The "ideal line" in the scatter plots represents perfect correlation – if a model's performance on the x-axis perfectly predicted its performance on the y-axis, all data points would fall on this line. The deviation from this line indicates the presence of factors beyond the correlation between the two datasets that influence model performance.
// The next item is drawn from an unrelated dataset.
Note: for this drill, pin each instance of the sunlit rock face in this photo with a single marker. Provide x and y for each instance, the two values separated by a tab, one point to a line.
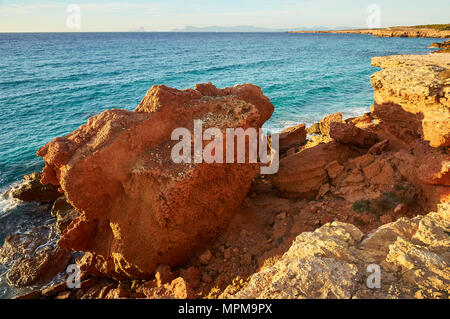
138	208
The consistent high performance of DeepSeek-4-3224 and lower performance of Mistral-Small-7B-ins suggest that model architecture and/or training data play a significant role in determining performance on these tasks. The differences in the slopes of the fitted lines in the two scatter plots indicate that the relationship between GSM8K-SC and PRMBOOK-SC is different than the relationship between SCLIS and GSM8K-SC. This could be due to differences in the nature of the tasks or the data distributions within each dataset.